Saturday, January 27, 2007

Guild Wars: The Ballad of the Twenty Minute Match

Sit right down and let me tell spin you a story. A little ditty about a match in the Random Arena that lasted a good twenty minutes and could have gone on much longer. Could it have stretched on into the night and beyond? Threatened whatever the record is for the longest Arena match ever? Well, I'll never know because I skipped out on it once the timer hit twenty minutes. But, you know, I think it just might have.

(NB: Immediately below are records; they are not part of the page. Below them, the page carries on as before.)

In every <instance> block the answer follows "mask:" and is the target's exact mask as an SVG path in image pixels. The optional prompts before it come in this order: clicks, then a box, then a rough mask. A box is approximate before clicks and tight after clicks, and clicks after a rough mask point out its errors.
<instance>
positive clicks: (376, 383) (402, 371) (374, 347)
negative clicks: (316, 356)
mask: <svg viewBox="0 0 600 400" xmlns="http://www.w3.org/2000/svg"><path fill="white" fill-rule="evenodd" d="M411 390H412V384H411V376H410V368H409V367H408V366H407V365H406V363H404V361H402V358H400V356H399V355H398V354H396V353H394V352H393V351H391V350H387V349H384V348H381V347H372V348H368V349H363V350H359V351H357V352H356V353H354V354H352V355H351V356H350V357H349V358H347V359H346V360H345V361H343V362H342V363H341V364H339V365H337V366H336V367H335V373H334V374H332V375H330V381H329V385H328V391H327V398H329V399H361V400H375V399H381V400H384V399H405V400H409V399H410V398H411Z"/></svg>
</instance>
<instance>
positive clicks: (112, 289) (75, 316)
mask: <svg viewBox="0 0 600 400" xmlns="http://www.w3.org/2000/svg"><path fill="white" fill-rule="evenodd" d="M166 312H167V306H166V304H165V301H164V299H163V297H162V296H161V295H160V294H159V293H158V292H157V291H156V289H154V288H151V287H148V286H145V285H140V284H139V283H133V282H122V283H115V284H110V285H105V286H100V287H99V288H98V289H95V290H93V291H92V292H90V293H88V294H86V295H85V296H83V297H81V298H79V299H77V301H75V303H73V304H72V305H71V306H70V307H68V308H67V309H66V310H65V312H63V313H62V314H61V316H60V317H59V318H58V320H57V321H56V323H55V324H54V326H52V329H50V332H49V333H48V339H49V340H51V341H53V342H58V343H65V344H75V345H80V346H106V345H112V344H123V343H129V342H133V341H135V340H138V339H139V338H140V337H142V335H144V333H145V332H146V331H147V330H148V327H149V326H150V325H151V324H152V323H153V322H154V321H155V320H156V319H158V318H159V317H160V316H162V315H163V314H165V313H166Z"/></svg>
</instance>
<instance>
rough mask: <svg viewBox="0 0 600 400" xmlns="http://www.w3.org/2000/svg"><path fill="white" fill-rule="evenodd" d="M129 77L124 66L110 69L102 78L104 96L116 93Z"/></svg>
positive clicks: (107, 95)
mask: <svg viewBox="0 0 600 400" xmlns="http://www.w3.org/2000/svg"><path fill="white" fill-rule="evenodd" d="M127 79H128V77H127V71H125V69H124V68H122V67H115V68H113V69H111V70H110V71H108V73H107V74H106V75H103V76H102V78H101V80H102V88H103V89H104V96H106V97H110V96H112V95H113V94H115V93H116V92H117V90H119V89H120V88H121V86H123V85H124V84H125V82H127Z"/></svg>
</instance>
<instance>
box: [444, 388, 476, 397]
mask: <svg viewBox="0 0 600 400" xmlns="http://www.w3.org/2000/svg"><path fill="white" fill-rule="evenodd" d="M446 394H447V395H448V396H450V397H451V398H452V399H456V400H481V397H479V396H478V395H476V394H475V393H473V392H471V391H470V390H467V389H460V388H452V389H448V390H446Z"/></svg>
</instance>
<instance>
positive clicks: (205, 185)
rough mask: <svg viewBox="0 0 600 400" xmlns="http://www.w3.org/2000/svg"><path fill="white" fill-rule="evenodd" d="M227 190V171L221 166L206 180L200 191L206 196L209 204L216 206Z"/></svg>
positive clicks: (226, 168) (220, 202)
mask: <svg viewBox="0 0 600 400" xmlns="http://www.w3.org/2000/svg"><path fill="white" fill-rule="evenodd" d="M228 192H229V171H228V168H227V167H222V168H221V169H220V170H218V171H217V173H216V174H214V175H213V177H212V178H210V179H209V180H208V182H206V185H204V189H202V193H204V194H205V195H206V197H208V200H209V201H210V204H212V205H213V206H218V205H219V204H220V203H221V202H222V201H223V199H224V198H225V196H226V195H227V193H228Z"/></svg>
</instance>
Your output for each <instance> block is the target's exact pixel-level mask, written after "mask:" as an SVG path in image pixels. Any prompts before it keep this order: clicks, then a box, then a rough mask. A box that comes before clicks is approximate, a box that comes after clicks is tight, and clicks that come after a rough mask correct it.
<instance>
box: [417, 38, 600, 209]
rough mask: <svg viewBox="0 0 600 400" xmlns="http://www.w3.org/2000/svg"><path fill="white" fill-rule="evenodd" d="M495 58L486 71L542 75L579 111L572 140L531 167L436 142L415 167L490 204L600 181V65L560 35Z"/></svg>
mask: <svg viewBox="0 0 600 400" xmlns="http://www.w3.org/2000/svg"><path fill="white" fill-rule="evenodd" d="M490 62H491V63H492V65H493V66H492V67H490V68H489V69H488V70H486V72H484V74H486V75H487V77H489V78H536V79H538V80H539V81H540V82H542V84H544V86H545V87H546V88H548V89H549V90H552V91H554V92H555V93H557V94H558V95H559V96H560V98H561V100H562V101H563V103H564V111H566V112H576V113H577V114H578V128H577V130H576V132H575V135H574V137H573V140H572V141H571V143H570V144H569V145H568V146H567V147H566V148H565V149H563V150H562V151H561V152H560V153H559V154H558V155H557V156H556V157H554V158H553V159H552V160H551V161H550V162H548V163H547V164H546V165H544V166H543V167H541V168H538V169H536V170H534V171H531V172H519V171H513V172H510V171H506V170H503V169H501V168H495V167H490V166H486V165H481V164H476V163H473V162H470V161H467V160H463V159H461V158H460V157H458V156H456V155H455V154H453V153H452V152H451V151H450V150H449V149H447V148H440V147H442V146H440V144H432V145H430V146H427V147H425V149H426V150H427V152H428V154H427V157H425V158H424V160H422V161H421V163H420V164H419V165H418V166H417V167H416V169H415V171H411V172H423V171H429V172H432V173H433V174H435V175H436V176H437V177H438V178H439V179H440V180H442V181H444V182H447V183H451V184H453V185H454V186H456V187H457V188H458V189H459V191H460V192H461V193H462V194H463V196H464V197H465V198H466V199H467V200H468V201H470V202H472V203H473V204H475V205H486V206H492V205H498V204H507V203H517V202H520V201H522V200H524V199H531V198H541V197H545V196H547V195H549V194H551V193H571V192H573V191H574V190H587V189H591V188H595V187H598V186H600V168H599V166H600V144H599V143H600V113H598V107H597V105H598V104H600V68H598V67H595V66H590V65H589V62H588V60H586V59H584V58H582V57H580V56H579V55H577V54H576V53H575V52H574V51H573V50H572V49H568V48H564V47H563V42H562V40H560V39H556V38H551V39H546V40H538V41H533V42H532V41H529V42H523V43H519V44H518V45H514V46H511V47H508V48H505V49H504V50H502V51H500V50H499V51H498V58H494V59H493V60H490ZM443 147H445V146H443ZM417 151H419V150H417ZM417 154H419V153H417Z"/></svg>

To set the scene I was once again practicing my Monking with the tried and true ZB build I've been using for the past few days. It's definitely showing signs of paying off for me. I'm getting much better and a lot more confident in my abilities, I think, although since I've mostly been playing in the RA, it's a little difficult to gauge. But I'm staying in matches I would have blown when the week started and I rolled up a Monk because the Ritualist healer I'd been smitten with over the test weekend just wasn't going to work with the rollback and I take that as progress. Granted, I don't have any glad points or, really, all that much faction to show for it but in the Random Arena what you can't control is your teammates so that doesn't surprise me – as a Monk, I keep my team alive, getting kills and earning faction is everyone else's job and, you know, I really can't trust them to do that well in the RA and all.

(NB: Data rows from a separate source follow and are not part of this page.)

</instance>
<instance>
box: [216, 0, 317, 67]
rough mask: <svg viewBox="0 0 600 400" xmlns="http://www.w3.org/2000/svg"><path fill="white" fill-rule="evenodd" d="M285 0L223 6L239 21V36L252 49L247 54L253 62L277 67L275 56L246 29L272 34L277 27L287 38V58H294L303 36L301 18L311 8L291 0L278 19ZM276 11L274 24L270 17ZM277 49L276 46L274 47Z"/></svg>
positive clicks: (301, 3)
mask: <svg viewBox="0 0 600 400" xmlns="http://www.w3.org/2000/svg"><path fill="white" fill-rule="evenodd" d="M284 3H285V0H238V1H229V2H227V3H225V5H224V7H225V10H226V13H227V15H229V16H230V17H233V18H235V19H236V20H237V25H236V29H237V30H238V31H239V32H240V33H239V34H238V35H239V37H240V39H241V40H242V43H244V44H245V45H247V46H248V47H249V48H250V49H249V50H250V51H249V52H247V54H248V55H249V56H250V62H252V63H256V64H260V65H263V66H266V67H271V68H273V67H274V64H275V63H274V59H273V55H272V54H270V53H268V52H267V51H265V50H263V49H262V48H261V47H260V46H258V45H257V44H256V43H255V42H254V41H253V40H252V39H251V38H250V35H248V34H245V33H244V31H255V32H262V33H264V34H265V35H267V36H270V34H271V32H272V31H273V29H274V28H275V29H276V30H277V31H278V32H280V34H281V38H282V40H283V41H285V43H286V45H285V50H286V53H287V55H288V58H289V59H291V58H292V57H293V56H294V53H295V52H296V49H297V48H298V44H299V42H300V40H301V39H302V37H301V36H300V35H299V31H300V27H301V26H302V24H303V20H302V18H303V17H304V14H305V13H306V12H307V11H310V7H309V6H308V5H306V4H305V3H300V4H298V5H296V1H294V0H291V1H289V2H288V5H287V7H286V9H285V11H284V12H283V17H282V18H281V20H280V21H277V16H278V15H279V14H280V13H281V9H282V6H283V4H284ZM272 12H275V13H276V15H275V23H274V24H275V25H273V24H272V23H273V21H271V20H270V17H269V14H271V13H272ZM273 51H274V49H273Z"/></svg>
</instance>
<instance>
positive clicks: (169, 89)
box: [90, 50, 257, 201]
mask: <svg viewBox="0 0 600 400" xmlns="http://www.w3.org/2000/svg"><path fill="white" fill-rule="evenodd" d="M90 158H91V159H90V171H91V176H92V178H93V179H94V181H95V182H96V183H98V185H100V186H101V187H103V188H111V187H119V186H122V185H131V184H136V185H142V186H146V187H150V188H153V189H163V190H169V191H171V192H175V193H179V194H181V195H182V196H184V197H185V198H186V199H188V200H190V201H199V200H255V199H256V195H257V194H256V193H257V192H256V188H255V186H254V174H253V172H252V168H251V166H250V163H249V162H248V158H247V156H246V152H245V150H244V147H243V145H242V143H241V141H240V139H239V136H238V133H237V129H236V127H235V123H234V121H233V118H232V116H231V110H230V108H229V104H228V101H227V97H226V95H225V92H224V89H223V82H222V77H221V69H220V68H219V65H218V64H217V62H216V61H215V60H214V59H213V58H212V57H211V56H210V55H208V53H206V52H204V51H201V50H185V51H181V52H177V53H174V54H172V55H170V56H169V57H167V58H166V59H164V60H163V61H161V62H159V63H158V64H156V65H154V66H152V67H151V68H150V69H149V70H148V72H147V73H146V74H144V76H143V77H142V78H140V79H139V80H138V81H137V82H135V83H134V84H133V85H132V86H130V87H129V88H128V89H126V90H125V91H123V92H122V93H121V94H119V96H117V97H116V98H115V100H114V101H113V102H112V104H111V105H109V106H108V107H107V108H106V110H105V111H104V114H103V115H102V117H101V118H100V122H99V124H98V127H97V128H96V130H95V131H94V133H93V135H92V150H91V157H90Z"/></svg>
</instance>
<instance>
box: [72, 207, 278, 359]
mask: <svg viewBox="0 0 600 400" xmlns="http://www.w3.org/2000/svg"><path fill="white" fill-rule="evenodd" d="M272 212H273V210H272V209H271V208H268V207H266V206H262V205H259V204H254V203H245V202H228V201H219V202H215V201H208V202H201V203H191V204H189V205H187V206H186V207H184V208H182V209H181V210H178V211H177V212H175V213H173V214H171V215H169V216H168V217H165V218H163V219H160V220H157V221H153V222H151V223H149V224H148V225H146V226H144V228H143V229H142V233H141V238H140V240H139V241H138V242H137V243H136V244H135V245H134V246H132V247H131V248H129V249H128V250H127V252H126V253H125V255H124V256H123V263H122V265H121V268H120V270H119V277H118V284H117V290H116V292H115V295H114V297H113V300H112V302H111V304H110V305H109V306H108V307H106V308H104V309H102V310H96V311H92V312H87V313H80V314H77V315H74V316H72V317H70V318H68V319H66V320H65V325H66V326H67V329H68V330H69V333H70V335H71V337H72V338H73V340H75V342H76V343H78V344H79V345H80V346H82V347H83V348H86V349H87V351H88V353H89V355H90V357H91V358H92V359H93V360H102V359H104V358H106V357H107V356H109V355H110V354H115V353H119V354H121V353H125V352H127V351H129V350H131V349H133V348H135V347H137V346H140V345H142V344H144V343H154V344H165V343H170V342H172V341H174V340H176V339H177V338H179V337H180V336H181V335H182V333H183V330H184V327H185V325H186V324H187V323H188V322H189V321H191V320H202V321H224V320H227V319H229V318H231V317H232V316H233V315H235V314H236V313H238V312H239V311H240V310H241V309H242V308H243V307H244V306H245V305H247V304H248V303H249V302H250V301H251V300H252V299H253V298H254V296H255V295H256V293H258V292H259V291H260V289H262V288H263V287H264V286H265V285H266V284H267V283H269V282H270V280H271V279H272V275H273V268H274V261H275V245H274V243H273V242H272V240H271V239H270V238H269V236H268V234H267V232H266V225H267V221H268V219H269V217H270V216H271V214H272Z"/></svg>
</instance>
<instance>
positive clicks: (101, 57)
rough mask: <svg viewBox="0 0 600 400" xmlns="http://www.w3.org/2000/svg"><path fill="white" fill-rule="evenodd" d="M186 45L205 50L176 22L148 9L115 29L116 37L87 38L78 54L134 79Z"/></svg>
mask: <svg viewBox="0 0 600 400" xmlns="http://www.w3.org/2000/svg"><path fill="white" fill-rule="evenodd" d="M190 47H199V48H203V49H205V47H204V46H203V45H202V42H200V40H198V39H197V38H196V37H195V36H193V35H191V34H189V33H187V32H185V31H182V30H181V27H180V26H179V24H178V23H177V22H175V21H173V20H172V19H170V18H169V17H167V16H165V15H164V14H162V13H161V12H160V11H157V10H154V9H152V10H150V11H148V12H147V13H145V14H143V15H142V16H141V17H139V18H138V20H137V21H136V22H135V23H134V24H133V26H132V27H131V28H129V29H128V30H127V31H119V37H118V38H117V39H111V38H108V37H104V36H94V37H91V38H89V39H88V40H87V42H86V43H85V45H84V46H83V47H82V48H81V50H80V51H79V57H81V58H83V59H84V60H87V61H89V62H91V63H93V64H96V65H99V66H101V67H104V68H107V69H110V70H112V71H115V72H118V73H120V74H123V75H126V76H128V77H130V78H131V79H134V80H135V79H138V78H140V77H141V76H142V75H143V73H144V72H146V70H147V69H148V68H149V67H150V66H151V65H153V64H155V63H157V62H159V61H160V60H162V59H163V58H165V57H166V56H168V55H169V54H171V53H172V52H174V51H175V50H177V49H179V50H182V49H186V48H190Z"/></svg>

Which by my particularly roundabout way leads me to that long-running match. Personally, I think I did a great job during it. My team just couldn't get kills but that's not my fault. So the match dragged on and on thanks, in no small part, to me keeping the battle from being lost.


This wasn't one of those "got snare?" situations where I'm kiting around some poor team in an effort to string things out. I pretty much don't do that. I mean, I don't take a dive or anything, I try to be as hard to put down at the end of the match as I am at the start (good habits and all) - but when it's down to me against the whole opposing team it's more a matter of how long I can keep myself alive by casting my way out of trouble, not lapping the track.

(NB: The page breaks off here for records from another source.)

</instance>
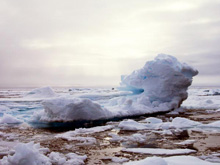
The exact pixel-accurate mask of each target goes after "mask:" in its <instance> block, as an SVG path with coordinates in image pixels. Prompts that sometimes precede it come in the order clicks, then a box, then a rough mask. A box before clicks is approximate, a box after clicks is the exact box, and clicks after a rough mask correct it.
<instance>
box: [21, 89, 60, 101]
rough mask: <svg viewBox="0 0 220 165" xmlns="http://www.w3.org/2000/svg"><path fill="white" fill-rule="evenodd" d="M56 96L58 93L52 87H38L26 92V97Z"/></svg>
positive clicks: (29, 97) (40, 97)
mask: <svg viewBox="0 0 220 165" xmlns="http://www.w3.org/2000/svg"><path fill="white" fill-rule="evenodd" d="M55 96H57V95H56V93H55V92H54V91H53V89H52V88H51V87H42V88H36V89H34V90H32V91H30V92H28V93H26V94H25V96H24V97H28V98H48V97H55Z"/></svg>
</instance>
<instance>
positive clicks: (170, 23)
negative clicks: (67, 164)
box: [0, 0, 220, 87]
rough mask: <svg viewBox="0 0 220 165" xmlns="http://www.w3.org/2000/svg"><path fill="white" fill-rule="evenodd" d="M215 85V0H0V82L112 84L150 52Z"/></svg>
mask: <svg viewBox="0 0 220 165" xmlns="http://www.w3.org/2000/svg"><path fill="white" fill-rule="evenodd" d="M159 53H165V54H170V55H173V56H175V57H177V58H178V59H179V60H180V61H182V62H186V63H188V64H190V65H192V66H193V67H195V68H196V69H198V70H199V72H200V73H199V75H198V76H197V77H196V78H195V79H194V82H193V85H212V86H214V85H220V1H219V0H183V1H181V0H178V1H177V0H63V1H61V0H44V1H40V0H19V1H17V0H0V86H1V87H14V86H24V87H25V86H34V87H37V86H74V85H78V86H79V85H83V86H111V85H112V86H113V85H114V86H115V85H118V84H119V82H120V75H122V74H129V73H131V72H132V71H133V70H135V69H139V68H140V67H142V66H143V65H144V64H145V62H146V61H148V60H152V59H153V58H154V57H155V56H156V55H157V54H159Z"/></svg>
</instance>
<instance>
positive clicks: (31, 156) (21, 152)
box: [0, 142, 51, 165]
mask: <svg viewBox="0 0 220 165" xmlns="http://www.w3.org/2000/svg"><path fill="white" fill-rule="evenodd" d="M40 150H41V148H40V144H39V143H38V144H34V142H30V143H27V144H23V143H21V144H18V145H17V146H16V147H15V154H14V155H13V156H10V155H9V156H4V157H3V159H1V160H0V164H1V165H15V164H22V165H30V164H33V165H39V164H42V165H51V162H50V159H49V158H48V157H46V156H45V155H44V154H43V153H41V152H40Z"/></svg>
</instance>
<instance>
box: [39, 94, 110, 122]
mask: <svg viewBox="0 0 220 165" xmlns="http://www.w3.org/2000/svg"><path fill="white" fill-rule="evenodd" d="M43 106H44V109H45V110H44V113H43V114H39V120H41V121H64V122H65V121H74V120H97V119H106V118H109V117H112V116H113V114H112V113H111V112H110V111H108V110H107V109H105V108H102V107H101V106H100V105H99V104H97V103H94V102H92V101H91V100H89V99H81V98H62V97H59V98H54V99H47V100H45V101H44V102H43ZM36 116H37V115H35V117H36Z"/></svg>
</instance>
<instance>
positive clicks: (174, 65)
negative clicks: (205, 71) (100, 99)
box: [121, 54, 198, 113]
mask: <svg viewBox="0 0 220 165" xmlns="http://www.w3.org/2000/svg"><path fill="white" fill-rule="evenodd" d="M197 74H198V71H197V70H195V69H194V68H192V67H190V66H189V65H187V64H185V63H180V62H179V61H178V60H177V59H176V58H175V57H173V56H170V55H165V54H159V55H158V56H157V57H156V58H155V59H154V60H153V61H149V62H147V63H146V64H145V65H144V67H143V68H141V69H139V70H136V71H134V72H133V73H132V74H130V75H128V76H122V82H121V85H122V86H123V87H124V88H125V89H127V90H129V89H131V90H132V91H134V93H140V91H142V92H143V93H141V94H140V95H139V96H138V99H137V101H136V103H137V104H133V103H132V104H131V105H130V106H129V107H130V108H131V109H140V108H141V107H142V108H144V110H145V113H147V112H148V110H147V109H148V108H147V107H151V108H156V109H157V111H162V109H163V110H171V109H175V108H178V107H179V105H180V104H181V103H182V101H183V100H185V99H186V98H187V88H188V86H190V85H191V83H192V77H193V76H195V75H197ZM137 91H138V92H137ZM132 105H133V106H132ZM140 105H141V106H140ZM136 106H137V107H136ZM143 112H144V111H143Z"/></svg>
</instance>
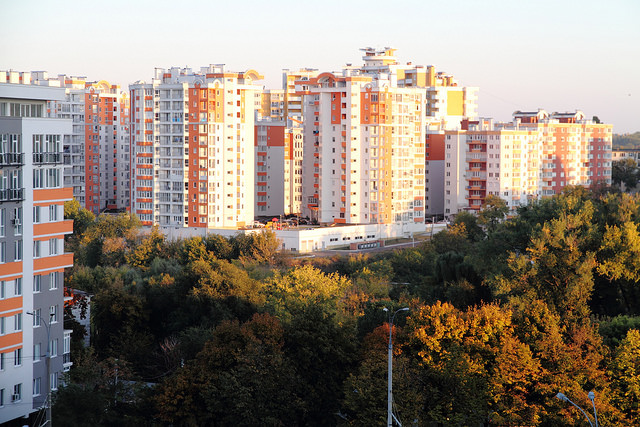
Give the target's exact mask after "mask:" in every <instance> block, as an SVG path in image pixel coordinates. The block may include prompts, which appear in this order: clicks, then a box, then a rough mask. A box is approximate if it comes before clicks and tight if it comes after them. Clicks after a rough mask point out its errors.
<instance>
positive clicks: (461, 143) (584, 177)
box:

No, this was pretty much a battle of casters against casters. There was an Assassin roaming around but I loaded in with two Mesmers and an Ele. I was the only Monk but there was a smattering of secondary Moes around the group. The other team was pretty similar with a Monk, two casters and the aforementioned Sin.


In other words, lots of staying power but not much offensive punch - these sorts of things happen in the Arena. Neither of us could do much against the other - our team took a few deaths but that was only because one of the Mesmers liked to run off to the otherside of the map and out of range of my sweet, sweet healing (Seriously, has there been a metashift towards overextending or something? That was pretty much the theme of the night. And something that makes me feel like I'm improving. All my deaths either came from hex pressure - an admitted weakness of my build - or from people running too far away from me and putting me out of place to heal them in time. Still no glad points, though.) he got spiked down once, then twice, and after that my teammates were out of rezsigs and he mapped out. This happened fairly quickly around the five minute mark or so.


If you've played in the Arena you know something's amiss when five minutes is considered early in a match. And it was - once the Rambo Mes had gone neither team could get a kill. Hexes, spells, enchantments, they flew back and forth as we scrambled and my energy tightened or I was stuck in recharge hell momentarily. But no matter what, my teammates got saved from reaching that 0 hitpoints mark. Unfortunately, so did the other team's.


At the ten minute mark, I was feeling good and wanting to see just how long I could last. At fifteen minutes, it was readily apparent we were in a stalemate and it was a contest to see who would crack first - we were down a player making our job tougher but, well, we had me healing so we had a better margin of error. By the twenty minute mark I'd had enough of constantly testing my reflexes and decision making capabilities - good practice and all but wasn't getting me any faction, in so many words. I resigned - no sense in depriving my opponents from some well earned faction (good sportsmanship and all) - and mapped out so I could get some more rounds in.


If I'd stayed, I'm not sure just how long we could have dragged things out. Judging by the way things had gone so far and the way the other team had tried just about every way to kill one of the three characters on my team to no avail, I'm going to guess quite a lot. Might have been interesting to find out, I suppose, but not particularly rewarding. To me, anyways.